Exogeological inferences from white dwarf pollutants: the impact of stellar physics

TL;DR

This paper investigates how stellar physics assumptions affect the inferred composition of planetary material accreted onto white dwarfs, highlighting the importance of modeling choices in geological interpretations.

Contribution

It analyzes the impact of convective overshoot and thermohaline mixing assumptions on diffusion timescales, providing insights into more accurate exogeological inferences from white dwarf pollutants.

Findings

Including convective overshoot decreases inferred Fe and O in H-dominated white dwarfs.

Thermohaline mixing also reduces Fe and O abundances in H-dominated systems.

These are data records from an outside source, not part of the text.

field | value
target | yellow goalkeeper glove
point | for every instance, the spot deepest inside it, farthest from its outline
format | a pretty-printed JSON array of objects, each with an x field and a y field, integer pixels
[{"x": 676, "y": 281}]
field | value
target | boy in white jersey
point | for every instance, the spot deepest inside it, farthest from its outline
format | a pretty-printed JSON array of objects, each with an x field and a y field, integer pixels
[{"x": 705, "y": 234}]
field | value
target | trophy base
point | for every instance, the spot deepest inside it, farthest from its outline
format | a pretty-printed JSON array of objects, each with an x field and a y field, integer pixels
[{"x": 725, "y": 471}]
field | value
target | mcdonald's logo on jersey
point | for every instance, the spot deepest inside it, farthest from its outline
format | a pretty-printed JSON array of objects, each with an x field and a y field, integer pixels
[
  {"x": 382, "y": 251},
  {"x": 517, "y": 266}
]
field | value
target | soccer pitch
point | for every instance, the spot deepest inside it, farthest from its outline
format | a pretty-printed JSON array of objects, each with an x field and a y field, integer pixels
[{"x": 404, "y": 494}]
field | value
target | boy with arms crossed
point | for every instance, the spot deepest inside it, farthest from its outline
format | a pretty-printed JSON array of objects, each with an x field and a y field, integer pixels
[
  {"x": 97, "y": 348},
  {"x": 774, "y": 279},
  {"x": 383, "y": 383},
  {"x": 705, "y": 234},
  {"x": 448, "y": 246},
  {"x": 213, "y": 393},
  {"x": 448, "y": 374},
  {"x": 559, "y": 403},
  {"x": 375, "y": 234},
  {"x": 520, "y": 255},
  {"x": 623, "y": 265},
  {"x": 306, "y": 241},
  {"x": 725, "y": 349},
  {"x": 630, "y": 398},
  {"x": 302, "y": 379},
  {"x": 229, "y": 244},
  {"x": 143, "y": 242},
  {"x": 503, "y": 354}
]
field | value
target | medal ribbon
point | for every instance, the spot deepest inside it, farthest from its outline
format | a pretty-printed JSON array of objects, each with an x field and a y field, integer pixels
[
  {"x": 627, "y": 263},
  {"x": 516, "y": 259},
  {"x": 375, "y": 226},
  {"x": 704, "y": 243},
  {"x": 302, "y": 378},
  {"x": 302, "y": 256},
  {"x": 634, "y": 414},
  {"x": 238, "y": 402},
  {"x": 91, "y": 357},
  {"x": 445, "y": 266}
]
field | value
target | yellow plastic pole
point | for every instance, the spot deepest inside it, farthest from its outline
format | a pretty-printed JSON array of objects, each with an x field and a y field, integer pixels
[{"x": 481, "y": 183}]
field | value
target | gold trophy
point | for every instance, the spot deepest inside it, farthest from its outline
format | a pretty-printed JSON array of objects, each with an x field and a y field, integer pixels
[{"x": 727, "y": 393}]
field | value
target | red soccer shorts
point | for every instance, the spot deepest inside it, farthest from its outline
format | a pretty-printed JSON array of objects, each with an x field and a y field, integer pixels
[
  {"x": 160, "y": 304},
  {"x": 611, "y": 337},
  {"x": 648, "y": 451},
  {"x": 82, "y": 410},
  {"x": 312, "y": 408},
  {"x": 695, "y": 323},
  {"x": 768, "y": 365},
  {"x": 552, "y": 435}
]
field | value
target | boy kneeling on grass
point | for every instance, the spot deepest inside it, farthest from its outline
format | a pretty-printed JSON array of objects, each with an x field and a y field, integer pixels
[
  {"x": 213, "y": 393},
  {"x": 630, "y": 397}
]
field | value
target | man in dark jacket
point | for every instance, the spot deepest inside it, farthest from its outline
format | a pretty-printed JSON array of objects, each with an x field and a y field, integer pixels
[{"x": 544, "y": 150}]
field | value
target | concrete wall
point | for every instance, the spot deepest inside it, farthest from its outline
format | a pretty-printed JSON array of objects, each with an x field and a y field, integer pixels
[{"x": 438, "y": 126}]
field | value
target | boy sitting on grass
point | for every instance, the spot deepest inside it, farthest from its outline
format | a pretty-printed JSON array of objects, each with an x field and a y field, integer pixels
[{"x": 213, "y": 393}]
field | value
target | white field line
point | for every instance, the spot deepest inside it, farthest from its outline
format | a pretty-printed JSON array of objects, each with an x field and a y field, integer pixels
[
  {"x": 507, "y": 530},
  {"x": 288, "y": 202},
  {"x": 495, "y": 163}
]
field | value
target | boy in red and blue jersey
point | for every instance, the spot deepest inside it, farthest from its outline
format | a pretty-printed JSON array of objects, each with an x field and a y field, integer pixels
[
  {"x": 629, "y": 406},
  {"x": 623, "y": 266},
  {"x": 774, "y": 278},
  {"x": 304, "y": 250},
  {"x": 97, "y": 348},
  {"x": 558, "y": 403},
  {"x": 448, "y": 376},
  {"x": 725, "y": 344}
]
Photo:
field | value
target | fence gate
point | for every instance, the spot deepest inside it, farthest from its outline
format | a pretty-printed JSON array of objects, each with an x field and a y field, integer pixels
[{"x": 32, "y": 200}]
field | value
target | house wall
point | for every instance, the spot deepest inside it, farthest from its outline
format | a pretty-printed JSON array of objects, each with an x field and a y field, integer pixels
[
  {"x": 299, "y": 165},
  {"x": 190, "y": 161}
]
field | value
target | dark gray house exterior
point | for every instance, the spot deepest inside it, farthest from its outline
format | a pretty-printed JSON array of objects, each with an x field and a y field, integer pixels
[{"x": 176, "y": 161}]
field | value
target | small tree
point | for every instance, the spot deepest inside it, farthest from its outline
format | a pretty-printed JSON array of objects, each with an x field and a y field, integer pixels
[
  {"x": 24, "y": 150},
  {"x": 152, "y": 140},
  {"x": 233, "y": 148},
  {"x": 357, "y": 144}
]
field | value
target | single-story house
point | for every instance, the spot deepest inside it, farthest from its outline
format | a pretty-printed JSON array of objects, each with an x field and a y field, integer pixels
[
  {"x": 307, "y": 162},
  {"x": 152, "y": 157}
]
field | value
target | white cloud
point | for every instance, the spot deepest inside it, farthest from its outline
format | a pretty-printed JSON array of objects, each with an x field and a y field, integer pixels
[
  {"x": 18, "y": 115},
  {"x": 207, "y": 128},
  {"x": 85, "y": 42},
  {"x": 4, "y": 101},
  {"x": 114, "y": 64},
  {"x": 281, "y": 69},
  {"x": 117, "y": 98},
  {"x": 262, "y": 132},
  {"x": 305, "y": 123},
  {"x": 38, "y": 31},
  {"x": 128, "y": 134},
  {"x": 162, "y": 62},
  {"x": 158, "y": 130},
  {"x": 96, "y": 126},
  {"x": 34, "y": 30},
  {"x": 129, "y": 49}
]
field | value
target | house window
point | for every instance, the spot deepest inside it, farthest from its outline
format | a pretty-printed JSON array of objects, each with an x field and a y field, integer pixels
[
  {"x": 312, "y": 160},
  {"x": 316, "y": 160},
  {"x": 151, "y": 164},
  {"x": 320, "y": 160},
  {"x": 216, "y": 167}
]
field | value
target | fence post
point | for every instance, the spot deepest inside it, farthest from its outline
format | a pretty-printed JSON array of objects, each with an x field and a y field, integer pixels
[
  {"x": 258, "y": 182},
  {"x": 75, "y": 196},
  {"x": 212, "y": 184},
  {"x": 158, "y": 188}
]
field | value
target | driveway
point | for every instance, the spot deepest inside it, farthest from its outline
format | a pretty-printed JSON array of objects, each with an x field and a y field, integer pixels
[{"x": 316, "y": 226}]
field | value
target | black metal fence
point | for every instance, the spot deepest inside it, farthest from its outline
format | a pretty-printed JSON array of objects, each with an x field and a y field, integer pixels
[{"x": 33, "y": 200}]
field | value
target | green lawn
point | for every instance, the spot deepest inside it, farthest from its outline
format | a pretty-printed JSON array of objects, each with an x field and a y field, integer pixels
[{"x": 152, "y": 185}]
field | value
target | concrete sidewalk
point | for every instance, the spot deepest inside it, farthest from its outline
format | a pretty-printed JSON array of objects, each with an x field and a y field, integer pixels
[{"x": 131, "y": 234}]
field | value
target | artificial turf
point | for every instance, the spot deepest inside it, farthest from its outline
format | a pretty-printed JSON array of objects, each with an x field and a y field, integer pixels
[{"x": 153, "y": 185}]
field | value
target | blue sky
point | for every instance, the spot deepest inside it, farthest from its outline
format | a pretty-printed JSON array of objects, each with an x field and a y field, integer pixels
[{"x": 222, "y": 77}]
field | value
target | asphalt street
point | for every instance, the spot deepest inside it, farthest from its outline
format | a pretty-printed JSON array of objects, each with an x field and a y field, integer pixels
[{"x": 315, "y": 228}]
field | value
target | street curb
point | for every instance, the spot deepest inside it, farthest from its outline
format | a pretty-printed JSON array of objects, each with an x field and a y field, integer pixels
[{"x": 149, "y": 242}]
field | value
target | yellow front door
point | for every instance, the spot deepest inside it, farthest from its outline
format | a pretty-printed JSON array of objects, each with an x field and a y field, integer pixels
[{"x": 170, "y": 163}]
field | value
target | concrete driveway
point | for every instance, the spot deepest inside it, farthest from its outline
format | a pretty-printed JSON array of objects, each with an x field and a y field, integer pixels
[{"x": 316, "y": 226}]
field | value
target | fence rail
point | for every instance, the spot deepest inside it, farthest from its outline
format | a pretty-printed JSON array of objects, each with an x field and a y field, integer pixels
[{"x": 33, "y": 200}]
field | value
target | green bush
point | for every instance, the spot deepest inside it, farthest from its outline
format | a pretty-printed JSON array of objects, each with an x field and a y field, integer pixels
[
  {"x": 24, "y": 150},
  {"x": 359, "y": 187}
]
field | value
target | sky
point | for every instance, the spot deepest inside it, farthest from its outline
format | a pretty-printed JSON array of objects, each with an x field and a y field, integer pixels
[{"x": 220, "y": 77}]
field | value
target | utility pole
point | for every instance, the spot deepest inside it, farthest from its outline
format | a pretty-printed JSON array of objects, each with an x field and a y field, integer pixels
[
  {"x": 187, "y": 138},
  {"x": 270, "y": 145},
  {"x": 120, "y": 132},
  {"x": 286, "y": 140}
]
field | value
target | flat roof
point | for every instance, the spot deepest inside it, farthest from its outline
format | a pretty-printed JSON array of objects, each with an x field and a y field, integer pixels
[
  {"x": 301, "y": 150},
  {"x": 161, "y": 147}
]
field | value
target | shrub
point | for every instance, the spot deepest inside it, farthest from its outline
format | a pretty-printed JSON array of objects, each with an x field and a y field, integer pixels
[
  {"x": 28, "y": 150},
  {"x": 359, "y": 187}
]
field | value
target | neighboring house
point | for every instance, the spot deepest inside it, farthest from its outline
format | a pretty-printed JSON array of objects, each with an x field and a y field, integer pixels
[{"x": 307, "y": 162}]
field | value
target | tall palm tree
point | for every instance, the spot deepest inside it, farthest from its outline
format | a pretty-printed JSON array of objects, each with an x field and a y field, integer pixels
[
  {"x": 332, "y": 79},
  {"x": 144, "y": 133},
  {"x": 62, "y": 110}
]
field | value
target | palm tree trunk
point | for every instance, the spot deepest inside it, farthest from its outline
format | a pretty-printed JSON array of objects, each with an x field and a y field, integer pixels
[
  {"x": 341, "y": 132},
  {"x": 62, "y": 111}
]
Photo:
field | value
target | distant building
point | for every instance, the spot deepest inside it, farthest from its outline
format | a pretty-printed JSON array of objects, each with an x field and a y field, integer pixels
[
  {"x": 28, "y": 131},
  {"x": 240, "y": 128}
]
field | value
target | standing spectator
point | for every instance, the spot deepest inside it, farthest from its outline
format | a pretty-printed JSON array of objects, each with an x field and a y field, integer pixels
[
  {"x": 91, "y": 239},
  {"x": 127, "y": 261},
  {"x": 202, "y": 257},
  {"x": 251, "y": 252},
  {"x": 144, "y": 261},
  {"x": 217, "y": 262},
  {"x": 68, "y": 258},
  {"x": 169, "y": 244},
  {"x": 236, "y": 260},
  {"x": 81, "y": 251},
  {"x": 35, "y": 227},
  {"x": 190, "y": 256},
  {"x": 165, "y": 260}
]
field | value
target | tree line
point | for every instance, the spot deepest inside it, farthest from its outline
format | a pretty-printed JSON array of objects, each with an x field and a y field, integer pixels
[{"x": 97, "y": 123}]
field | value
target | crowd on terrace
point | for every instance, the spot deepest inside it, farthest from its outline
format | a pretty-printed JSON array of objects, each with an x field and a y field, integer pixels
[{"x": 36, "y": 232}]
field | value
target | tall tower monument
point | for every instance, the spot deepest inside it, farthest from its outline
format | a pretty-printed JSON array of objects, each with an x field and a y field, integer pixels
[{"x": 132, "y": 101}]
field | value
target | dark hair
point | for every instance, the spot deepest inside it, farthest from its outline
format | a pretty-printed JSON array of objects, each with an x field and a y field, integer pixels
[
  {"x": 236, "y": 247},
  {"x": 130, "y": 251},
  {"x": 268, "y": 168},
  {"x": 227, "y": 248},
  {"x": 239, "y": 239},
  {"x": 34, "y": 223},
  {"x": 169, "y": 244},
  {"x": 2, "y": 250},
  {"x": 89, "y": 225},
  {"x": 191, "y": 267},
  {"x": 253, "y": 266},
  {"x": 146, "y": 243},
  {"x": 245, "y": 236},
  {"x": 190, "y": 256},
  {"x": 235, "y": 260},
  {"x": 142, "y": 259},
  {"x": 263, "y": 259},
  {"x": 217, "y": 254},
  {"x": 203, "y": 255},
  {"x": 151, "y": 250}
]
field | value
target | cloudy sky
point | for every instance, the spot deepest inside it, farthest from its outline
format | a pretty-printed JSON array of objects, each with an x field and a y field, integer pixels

Choice of diffusion model grid significantly affects geological interpretations, especially for He-dominated white dwarfs.

Abstract

Many white dwarfs have accreted material from their own planetary systems. These objects can be used to infer the composition of exoplanetary material and identify evidence for key geological processes. However, the white dwarf atmospheric physics distorts the inferred material composition away from the true composition, mainly through differential atomic diffusion of the accreted metals. Correcting for this effect is essential, but is dependent on various physical assumptions associated with the white dwarf itself. We first focus on the effect of assumptions related to convective overshoot and thermohaline mixing on the atomic diffusion timescales. For white dwarfs with H-dominated atmospheres between 12000 K and 18000 K, we find that including a complete treatment of convective overshoot decreases the inferred Fe and O abundances in accreted material. For these white dwarfs, we also find that including thermohaline mixing decreases Fe and O abundances. For He-dominated systems, the effect of convective overshoot is comparatively minor. We then explore the overall effect of other physical assumptions by comparing publicly available grids of diffusion timescales. We find that the choice of model grid can have a large impact for white dwarfs with He-dominated atmospheres, notably on the inferred core to mantle ratio of accreted material. We identify several systems for which the geological interpretation is robust against these systematics. We also present a `discrepancy metric' which can be used to estimate the potential impact of changing the stellar physics without requiring detailed modelling.